• Have highest multiple ability of adaptation for climate fodder and pathogens.
  • Sensitiveness, intelligence and shyness make them more independent and less dependent on man, more energetic and resourceful.
  • Reproductive uniqueness, higher reproduction rates and more number of lifetime calves, high calf survival rates.
  • Calving ease and minimum dystopias, with more birth rates.
  • Surviving ability under poor management conditions is very high. Example: Amrithmahal.
  • There is a great degree of genetic variation in indigenous breeds with respect to their size, productivity, growth rate, reproductive efficiency which can be made use for the cattle worldwide.

    In spite of all these superior characteristics the local breeds of cattle are disintegrating and degenerating both in quality and quantity due to intensive modern breeding methods that has crumbled our genetic base. Despite their superiority in certain traits of importance many local breeds of cattle are degenerating both in quality and quantity for want of adequate breeding services and programs for their improvement. The net result is that a few of the well established breeds such as Punganur etc have already become extinct and breeds like Krishna valley is fast approaching the stage of extinction. Excellent draught breeds such as Amrithmahal, Hallikar and Khillari etc and good milch breeds like Sahiwal, Tharparkar and Red Sindhi have reduced in number as well as in quality. The genetic base of our cattle population for future genetic improvement is threatened due to our reliance only on crossbreeds with Jersey and Holstein-Friesian in our efforts to improve the milk production.

    These unique qualities of our cattle have been well recognized throughout the world and are effectively used in countries like Australia, USA and many Latin American and African countries for improving the local cattle and also for the synthesis of new breeds. Heavy breeds of indigenous cattle like Ongole, Gir and Kankrej played a dominant role in the emergence of prosperous meat industry in America, but not in India, their native country.

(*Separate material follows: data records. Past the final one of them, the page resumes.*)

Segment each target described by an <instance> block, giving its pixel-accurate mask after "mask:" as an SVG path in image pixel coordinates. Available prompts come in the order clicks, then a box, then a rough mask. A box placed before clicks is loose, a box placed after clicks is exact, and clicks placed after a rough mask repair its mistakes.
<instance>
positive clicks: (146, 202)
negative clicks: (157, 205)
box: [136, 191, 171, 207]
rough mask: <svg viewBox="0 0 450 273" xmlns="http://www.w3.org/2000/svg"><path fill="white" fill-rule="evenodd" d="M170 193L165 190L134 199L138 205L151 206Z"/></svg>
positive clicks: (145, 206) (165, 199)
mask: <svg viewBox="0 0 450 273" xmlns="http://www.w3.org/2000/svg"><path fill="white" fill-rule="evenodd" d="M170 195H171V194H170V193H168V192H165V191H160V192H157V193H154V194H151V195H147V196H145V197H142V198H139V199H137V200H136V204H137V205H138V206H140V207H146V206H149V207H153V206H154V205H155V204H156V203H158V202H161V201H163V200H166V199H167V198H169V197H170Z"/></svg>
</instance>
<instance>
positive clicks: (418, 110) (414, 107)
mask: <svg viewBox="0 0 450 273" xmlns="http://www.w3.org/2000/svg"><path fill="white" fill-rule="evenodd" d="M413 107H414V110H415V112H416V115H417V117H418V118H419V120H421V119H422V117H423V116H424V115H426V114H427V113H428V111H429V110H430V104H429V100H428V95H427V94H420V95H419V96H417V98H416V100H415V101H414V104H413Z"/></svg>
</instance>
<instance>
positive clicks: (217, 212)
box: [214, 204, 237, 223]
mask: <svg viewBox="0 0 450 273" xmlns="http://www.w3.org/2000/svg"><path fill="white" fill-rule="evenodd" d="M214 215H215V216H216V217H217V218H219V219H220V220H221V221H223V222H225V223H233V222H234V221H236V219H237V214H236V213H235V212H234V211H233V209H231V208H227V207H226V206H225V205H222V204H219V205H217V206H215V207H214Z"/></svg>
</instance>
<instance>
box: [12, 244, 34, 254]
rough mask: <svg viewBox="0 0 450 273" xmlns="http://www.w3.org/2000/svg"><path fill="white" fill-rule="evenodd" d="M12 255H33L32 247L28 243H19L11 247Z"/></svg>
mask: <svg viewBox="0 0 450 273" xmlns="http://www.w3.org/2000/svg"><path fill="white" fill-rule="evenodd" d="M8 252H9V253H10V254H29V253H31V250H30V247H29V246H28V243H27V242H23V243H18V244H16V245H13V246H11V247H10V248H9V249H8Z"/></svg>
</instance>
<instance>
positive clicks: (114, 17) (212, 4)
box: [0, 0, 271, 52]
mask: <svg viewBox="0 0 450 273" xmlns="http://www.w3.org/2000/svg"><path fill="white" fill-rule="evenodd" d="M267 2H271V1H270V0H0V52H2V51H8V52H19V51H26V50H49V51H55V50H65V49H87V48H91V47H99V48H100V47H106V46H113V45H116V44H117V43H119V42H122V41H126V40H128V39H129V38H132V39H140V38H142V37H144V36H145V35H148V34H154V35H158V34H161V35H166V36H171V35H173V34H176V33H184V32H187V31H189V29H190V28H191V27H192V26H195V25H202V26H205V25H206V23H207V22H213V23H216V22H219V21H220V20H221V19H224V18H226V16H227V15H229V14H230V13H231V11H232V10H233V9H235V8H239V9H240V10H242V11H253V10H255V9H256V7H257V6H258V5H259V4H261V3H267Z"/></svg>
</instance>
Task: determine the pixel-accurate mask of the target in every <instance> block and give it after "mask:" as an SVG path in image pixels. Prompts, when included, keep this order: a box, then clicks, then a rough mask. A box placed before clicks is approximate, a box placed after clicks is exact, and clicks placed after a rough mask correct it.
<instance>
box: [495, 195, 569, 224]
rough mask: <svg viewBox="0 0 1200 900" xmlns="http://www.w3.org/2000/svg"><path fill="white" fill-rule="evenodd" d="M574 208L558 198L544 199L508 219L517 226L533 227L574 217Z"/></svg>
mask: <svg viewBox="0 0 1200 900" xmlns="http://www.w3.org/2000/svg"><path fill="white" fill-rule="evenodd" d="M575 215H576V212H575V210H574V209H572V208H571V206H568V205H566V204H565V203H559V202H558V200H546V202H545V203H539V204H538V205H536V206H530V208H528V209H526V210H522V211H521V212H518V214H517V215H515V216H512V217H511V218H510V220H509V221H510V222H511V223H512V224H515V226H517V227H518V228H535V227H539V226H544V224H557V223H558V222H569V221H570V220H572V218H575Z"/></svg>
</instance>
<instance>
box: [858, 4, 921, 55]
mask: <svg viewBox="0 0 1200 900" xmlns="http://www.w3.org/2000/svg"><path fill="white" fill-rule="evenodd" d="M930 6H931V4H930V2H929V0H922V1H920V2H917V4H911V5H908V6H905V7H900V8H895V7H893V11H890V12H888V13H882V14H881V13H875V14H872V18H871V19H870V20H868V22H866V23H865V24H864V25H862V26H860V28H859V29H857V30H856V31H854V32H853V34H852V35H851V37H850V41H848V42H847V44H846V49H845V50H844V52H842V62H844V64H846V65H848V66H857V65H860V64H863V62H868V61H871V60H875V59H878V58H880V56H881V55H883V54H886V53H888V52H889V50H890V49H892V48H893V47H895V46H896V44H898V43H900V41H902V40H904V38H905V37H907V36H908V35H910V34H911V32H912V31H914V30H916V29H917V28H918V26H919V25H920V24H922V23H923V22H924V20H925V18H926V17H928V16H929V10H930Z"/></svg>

On the dairy side Sindhi was used to evolve the Australian Milking Zebu and Jamaica Mount Hope. While India’s gift of its animal wealth to the world’s economy has not undermined our own sovereignty over this wealth, emergence of germplasm patenting and bio-piracy create a major threat to India’s ownership over its biodiversity.

    Despite decades of modernization, India remains as one of the largest, oldest and predominantly rural agricultural societies in the world. Even today, every aspect of the country’s economy, policy and day-to-day lives of the majority of its 1000 million populations are governed by what happens in the agricultural sector. The susceptibility of India’s agriculture is therefore, of paramount importance. While farmers and environmentalist struggle against the dangers of increasing un-sustainability and ecological/social imbalances, they understood that there are many aspects of conventional farming which are relevant, and that modern farming methods should at best supplement indigenous and local knowledge rather than displacing it.

    The rural population, especially the poor and marginal sections, and those living in remote hamlets are still dependent on animal draught power for various agricultural operations and for rural transportation. It is often said that India lives in her Villages, and livestock is an essential feature of the rural scene. The challenge of the millennium is to evolve sustainable farming models for the small and marginal farmers who form the largest chunk of our farming community.